Al Riggs: Lavender Scare


Self-released; August 2

There are bedroom-pop auteurs that consistently make good and varied albums, and there are those that make a lot of albums. Then there’s Al Riggs. They occupy the rarer subset of bedroom-pop auteurs that do both. The Durham musician’s Bandcamp boasts nine albums since 2016, and their hit-to-miss ratio is startlingly favorable. And while they have a certain elemental sparseness, these mostly aren’t songs of tossed-off simplicity; Riggs draws rich, complex melodies, themes, and timbres from poetically restricted means.

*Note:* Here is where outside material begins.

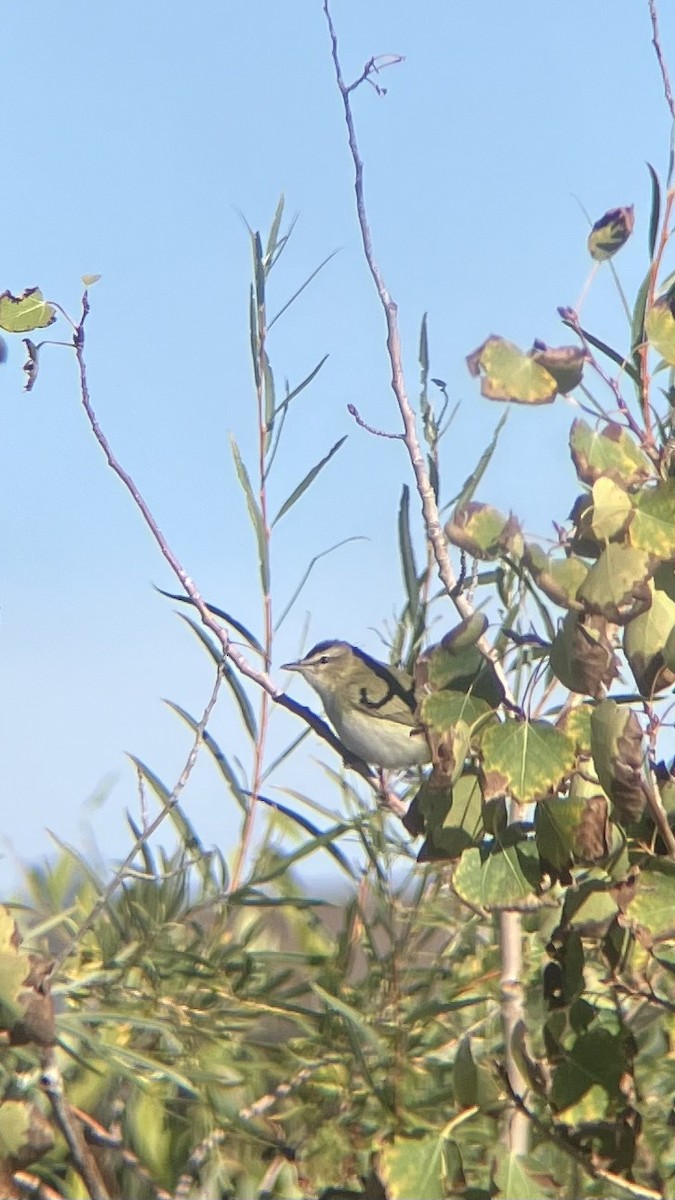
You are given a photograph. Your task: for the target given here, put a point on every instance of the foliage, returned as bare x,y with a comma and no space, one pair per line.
191,1027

Prior INDY favorite Hell House had roots in crepuscular folk-rock, but Lavender Scare—one of Riggs’s best to date, which we premiered last week—goes full-on synth-pop, though it retains a quicksilver live feel, thanks to the use of MIDI-controlled virtual instruments. At various points, it has shades of rainy seventies singer-songwriters and aughties-mp3-blog ones, of Brian Wilson’s glazed churn and The Magnetic Fields’ moody bagatelles, of Xiu Xiu’s pounding electro-pop and Spacemen 3’s epic drift. 

On the coolly haunting opener, “Trauma Reversed,” Riggs’s lyrics glint in evocative fragments through gray clouds of reverb; the most prominent is the refrain, “You make a mountain of a man when you listen / When you break this house with your pride,” before the song dissolves into a beautiful silver starburst. This is a nod to the album’s maxim, “The first Pride was a riot,” a reminder of Stonewall radicalism in the commercialized queerness of Pride Month.     

The album’s title, too, carries a political charge, referring to the U.S. government’s McCarthy-era persecution of gay people. But Riggs diffuses those blaring alarms into the piquantly personal, soft-edged songwriting they’re known for. The organ-driven psych-pop of “Blacklight” is accented with whispering clicks that grow into threshing blades, whipping between stereo channels. Standout “Moon and America, The Great Dance” has the most interesting palette, twisting Auto-Tune vocals through a hurdy-gurdy-like chord progression. I especially love the detailing on the beginning of “New Family Car,” the spontaneous vocal rhythm and claps that slide into a glowering drone-rock chord. There’s fine sequencing in its high-contrast placement next to “Bloodmoon Satyrday,” a sustained-piano dream of pastoral country stretched between slow snares and fast hats, with horn tones pouring in like syrup.

By the time the spring-wound arpeggios and low-slung vocal melody of “Dogs in Popular Songwriting” arrive, we’re engulfed in a misty, vivid world that feels beautifully alone, as if populated only by Riggs and the listener. It’s best entered via headphones, where each faint flutter and wry or cryptic observation stands revealed.